# Exterior finish for sapele



## geoff_tulip (1 Mar 2007)

i have a carved celtic cross - (graveyard style) - i'm getting to the point of finishing choices and am looking for some advice. Since the upkeep of such a cross in a graveyard is unlikely and the 'look' of it remaining good quality is important to me - i would like your opinions on suitable finishes. 
Varnish and oil will need maintainance and because of the detail of the carving the item cannot really be rubbed back for reapplication.

I have thoought of just leaving it the way it is - perhaps a ligh coat of sealers just to stop water and algae penetration.

any help would be appreciated


----------



## PowerTool (1 Mar 2007)

Acrylic lacquer ?

Easy to apply,and hardwearing,although I've never tried it on anything outdoors...yet.

Andrew


----------



## Roger (1 Mar 2007)

Pure Tung Oil should be suitable with several well applied / dried coats, but even that may well need some re-coating after a year or two. It wouldn't need any rubbing or sanding back however so could be easily re-applied in situ. Liberon is one supplier.


----------



## geoff_tulip (2 Mar 2007)

i dont mind reapplying a finish - just not sure about an oil that hardens and how it will be affected by frost and long term weathering - wiil it crack ? etc....
i have heard of a clear preservative - has anyone tried this ?


----------



## Roger (2 Mar 2007)

Tung is somewhat flexible and doesn't give a hard coat. It is intended for both interior and exterior applications.

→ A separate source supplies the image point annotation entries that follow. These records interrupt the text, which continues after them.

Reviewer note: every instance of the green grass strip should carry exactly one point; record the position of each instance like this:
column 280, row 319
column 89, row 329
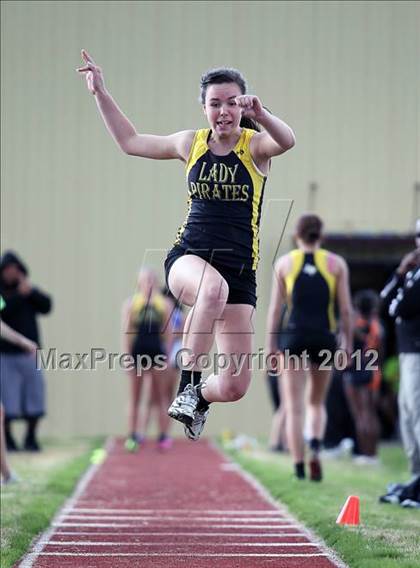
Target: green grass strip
column 46, row 480
column 388, row 536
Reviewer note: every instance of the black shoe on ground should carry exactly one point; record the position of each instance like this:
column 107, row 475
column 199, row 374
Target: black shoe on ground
column 11, row 444
column 315, row 470
column 31, row 445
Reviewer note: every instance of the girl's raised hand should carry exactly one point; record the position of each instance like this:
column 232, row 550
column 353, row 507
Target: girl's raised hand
column 251, row 106
column 94, row 77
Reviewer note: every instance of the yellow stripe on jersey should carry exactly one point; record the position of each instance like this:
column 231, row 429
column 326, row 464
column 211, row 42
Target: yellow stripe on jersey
column 321, row 262
column 198, row 148
column 184, row 224
column 258, row 179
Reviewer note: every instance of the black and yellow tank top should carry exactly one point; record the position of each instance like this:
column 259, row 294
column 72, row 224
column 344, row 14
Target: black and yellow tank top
column 311, row 292
column 225, row 195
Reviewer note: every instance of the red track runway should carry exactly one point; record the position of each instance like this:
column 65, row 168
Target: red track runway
column 189, row 507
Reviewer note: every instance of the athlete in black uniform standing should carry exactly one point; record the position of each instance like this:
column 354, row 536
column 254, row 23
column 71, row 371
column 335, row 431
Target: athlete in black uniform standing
column 212, row 266
column 310, row 280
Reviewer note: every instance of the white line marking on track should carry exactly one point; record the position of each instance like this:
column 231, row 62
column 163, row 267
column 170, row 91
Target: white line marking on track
column 30, row 558
column 200, row 534
column 180, row 512
column 131, row 544
column 244, row 520
column 193, row 555
column 133, row 525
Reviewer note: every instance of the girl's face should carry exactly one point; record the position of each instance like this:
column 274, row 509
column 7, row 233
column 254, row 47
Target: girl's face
column 221, row 110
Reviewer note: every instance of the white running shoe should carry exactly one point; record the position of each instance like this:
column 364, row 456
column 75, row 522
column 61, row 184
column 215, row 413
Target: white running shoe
column 184, row 405
column 193, row 431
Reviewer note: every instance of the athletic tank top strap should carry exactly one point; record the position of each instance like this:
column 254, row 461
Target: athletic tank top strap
column 198, row 148
column 297, row 257
column 321, row 262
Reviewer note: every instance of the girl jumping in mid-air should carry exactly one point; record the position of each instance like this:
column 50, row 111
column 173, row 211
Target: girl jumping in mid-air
column 214, row 259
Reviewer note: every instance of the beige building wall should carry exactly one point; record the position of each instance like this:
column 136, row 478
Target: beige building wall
column 344, row 75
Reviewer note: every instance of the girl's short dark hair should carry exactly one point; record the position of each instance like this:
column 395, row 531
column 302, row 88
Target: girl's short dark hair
column 309, row 228
column 226, row 75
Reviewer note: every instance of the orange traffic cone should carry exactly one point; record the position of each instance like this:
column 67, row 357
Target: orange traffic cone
column 350, row 514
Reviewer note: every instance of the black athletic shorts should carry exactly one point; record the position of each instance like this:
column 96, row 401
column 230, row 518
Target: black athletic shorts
column 298, row 341
column 242, row 282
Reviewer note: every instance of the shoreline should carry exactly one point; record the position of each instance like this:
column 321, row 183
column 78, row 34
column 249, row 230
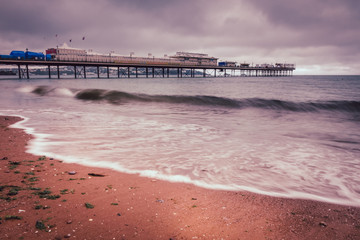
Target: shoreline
column 44, row 198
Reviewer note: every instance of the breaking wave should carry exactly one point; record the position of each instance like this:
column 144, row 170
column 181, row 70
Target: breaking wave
column 119, row 97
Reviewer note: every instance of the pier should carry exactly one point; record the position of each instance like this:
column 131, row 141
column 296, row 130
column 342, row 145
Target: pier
column 135, row 70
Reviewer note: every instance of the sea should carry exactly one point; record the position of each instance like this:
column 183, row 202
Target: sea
column 293, row 137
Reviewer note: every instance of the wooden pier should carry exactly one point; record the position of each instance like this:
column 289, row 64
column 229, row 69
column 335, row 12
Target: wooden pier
column 129, row 70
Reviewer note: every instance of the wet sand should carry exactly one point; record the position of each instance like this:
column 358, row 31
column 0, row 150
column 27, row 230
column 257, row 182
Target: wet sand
column 43, row 198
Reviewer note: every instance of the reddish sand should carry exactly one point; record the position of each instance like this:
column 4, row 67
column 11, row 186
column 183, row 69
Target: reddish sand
column 132, row 207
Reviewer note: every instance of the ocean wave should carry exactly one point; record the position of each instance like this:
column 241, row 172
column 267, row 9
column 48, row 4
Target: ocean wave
column 119, row 97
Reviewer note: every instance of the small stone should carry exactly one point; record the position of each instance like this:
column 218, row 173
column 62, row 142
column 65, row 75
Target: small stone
column 323, row 224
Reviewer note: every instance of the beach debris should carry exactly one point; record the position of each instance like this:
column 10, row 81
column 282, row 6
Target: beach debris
column 89, row 205
column 12, row 217
column 96, row 175
column 40, row 225
column 323, row 224
column 14, row 163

Over the years, there is very little you can do to stop some deterioration, but that's your best shot I think.


----------



## geoff_tulip (5 Mar 2007)

cheers for that - sounds like the right way to go ....


----------



## les chicken (5 Mar 2007)

You could also soak it for a few hours in one of the 5 star rot and fungus clear solutions.

Les


----------